Stanford’s Secret STEM Deficit

Stanford’s Secret STEM Deficit

With the latest innovations in AI and machine learning the chatter of campus, it is easy for Stanford students to conflate Silicon Valley entrepreneurship with US scientific leadership. After all, with self-driving cars and automated grocery stores, it seems ludicrous to argue that our nation is experiencing an innovation deficit — the very opposite instead seems to be true.

If only this were so. In what a recent MIT report labels as a “growing US innovation deficit,” declining federal funding for basic research (research without direct commercial application) has jeopardized American leadership in fields as diverse as cybersecurity, fusion energy, battery technology, and Alzheimer’s research. According to the report, nearly half of respondents in a recent survey revealed that economic pressures forced them to abandon investigations they thought “central to their lab’s mission.” President Trump has repeatedly threatened to cut federal funding for scientific research.

Policy reform is crucial to changing this troubling national trend. However, we must also be vigilant in changing our campus culture to encourage more students to study the pure and physical sciences.

Though both students and the administration are vigilant in fighting Stanford’s pre-professional culture by promoting the humanities, very little has been said of the dearth of non-applied science majors on campus. However, similar stereotypes remain: that subjects such as math and chemistry are not only too difficult, but also that they provide few of the necessary “skills” needed for success in the workplace. After all, why spent your time toiling away studying Lebesgue integration or quantum field theory if you can land a prestigious software engineering internship majoring in Symbolic Systems?

However, such non-applied science majors are more important than ever. The basic research generated by disciplines such as chemistry and biology generate the foundations for future applied innovations. Such commercial innovation is difficult to predict, but history proves that the investment is more than worth it. Transformative inventions such as the velcro and the GPS were never developed intentionally, but rather from basic research in outer space. A 2008 study estimated a 39% rate of return arising from publicly funded cardiovascular biomedical and health research. As the global population grows from 7 billion to 9 billion by 2040, innovations in plant science will be necessary to meet global food requirements. However, US investment in basic plant-related R&D is far below that of other disciplines. Commercial incentives are lacking for increased research into new types of antibiotics to tackle the growing threat of antibiotic-resistant bacteria, and federal funding for the physical sciences has been cut in half since the 1970s.

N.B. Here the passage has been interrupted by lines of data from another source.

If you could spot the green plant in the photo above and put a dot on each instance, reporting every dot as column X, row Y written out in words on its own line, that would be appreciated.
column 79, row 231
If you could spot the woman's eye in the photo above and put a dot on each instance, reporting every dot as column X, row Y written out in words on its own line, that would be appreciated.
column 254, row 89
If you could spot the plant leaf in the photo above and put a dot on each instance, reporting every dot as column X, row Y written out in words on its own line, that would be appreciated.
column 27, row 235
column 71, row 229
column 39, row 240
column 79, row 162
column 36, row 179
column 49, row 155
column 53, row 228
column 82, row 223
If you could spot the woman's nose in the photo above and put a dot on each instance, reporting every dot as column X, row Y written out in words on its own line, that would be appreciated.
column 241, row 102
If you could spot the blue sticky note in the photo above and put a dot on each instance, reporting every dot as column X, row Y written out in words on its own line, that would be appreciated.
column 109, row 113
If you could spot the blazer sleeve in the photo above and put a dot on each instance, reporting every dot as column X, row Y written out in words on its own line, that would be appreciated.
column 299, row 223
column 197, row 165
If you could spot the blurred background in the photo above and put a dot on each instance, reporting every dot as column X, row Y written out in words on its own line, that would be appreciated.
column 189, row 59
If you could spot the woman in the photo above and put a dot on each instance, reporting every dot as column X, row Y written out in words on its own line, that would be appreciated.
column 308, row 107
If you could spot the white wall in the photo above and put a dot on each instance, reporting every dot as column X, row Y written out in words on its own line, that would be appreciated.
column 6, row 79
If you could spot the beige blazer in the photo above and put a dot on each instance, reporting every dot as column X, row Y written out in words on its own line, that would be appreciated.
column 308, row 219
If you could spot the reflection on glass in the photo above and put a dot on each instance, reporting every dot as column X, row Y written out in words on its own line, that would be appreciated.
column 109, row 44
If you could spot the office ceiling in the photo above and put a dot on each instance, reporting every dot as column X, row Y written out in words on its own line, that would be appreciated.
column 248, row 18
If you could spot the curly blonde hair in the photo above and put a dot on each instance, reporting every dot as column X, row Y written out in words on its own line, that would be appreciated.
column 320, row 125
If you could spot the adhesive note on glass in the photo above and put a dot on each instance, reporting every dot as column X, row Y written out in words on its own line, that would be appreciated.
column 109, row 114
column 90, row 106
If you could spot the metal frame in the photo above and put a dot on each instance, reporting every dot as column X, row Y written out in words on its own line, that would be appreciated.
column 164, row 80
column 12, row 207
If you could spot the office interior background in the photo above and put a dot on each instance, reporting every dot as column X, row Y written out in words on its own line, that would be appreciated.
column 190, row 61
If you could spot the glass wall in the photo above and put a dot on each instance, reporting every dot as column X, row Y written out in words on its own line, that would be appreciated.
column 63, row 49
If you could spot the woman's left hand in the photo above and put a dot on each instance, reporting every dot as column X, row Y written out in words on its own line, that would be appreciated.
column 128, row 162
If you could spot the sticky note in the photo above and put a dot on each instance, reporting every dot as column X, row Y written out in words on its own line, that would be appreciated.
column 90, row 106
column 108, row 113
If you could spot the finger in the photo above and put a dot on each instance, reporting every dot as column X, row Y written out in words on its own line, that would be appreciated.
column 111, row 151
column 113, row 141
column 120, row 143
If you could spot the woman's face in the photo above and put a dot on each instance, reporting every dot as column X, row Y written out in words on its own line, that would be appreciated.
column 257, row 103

Many argue that such federal stagnation is sufficiently supplanted by rapid increases in private funding for science. Silicon Valley bigshots like Bill Gates and Eric Schmidt, for example, have each donated billions of dollars towards initiatives supporting global health and ocean conservation. However, even philanthropic donors avoid basic research in favor of what’s trendy, and more often than not, they tend to benefit elite universities at the expense of poorer ones. Moreover, even if philanthropic science can lead to important breakthroughs, a far greater risk lies in the fact that it undermines the very social contract that cultivates science for the common good.

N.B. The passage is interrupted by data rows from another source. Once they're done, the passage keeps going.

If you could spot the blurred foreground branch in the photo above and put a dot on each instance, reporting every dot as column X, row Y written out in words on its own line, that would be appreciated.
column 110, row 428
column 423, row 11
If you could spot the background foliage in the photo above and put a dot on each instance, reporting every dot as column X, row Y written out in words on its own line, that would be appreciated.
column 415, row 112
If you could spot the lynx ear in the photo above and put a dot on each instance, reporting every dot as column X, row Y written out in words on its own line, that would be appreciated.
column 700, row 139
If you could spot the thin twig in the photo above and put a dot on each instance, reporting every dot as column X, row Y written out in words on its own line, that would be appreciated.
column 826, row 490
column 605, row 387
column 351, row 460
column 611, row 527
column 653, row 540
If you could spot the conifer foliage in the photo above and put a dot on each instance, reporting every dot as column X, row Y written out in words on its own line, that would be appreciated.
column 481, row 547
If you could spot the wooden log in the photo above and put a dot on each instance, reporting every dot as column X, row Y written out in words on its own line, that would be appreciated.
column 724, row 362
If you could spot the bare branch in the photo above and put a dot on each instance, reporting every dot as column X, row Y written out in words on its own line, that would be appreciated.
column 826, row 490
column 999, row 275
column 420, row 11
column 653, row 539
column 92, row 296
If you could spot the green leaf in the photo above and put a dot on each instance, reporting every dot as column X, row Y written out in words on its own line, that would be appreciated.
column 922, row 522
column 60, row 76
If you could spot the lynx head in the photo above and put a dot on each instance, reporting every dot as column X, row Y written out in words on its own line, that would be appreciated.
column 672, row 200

Change at the policy level is undoubtedly overdue. The national laboratories that once developed the computer and radar in the 1940s and won us World War II must regain the funding and freedom necessary to once again attract top scientists and develop creative solutions to pressing national issues. Similarly, the Trump administration should increase funding for the National Science Foundation and National Institute of Health, broadening their mandate to pursue all forms of basic research and proliferating the amount of grants available for scientists.

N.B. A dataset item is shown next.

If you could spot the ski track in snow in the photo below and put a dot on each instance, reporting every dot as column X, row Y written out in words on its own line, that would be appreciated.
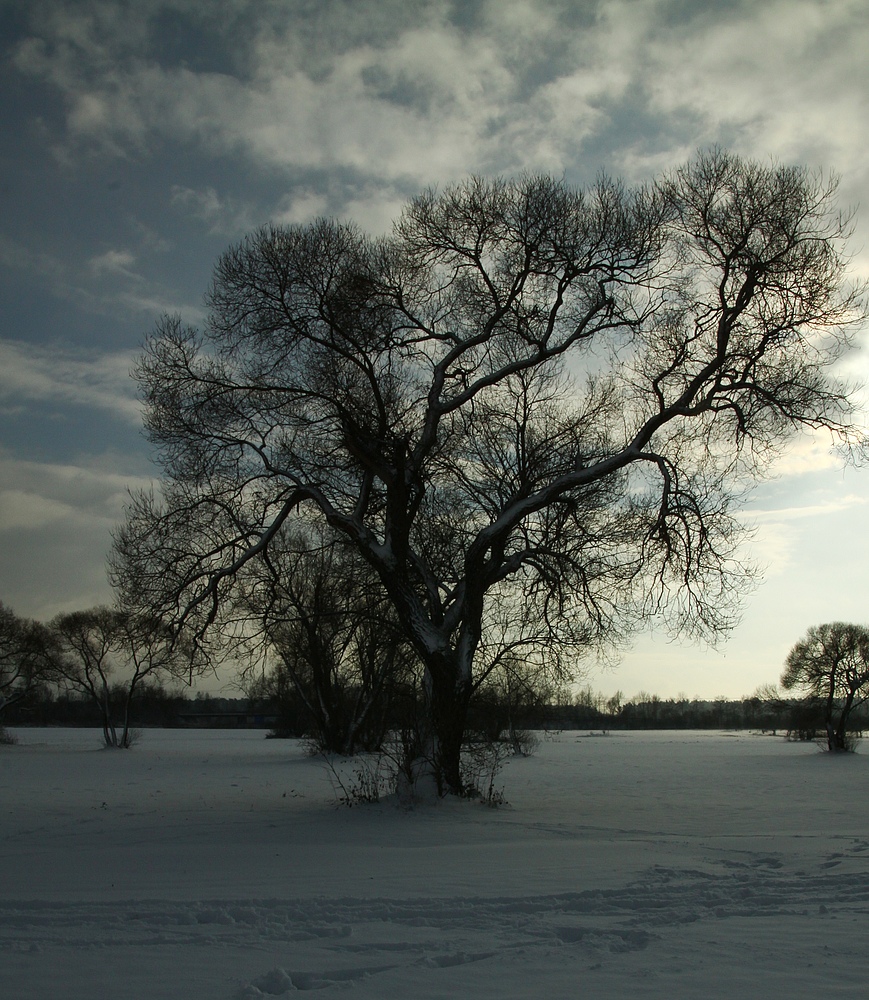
column 363, row 938
column 701, row 867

Yet increased support for basic research also demands a change in our campus culture. The problems that basic research tackles cannot be solved by another permutation of CS + Social Good. Though the added market value of pursuing a School of Engineering degree will always encourage students to major in fields like Computer Science or Mechanical Engineering, Stanford should provide more institutional support for the pure sciences and math while also more aggressively marketing their value and utility. In decrying Stanford’s pre-professional culture, we often focus on the dearth of English and History majors. But if anything, we must promote a culture where the STEM disciplines are cultivated in the same manner that the humanities are, promoting learning for the sake of doing so.

Such a climate will produce more more scholars studying the fundamentals to produce the groundbreaking innovation we see at the tip of the iceberg. After all, while our research programs and graduate students are amongst the strongest in the country across most disciplines, Stanford undergrads lag well behind those from our peer institutions in conducting world-class research. Stanford undergraduates have won just 2 Nobel Prizes — which are generally awarded for breakthroughs in basic research — compared to 21 from Harvard and 16 from Columbia.

It is our prerogative to buck this trend. We must affirm the value of disciplines like physics, chemistry, biology, and math — as well as pure research within the School of Engineering — and recognize that, far more than being a niche intellectual pursuit, training future academic leaders is vital to our continued economic and national prosperity.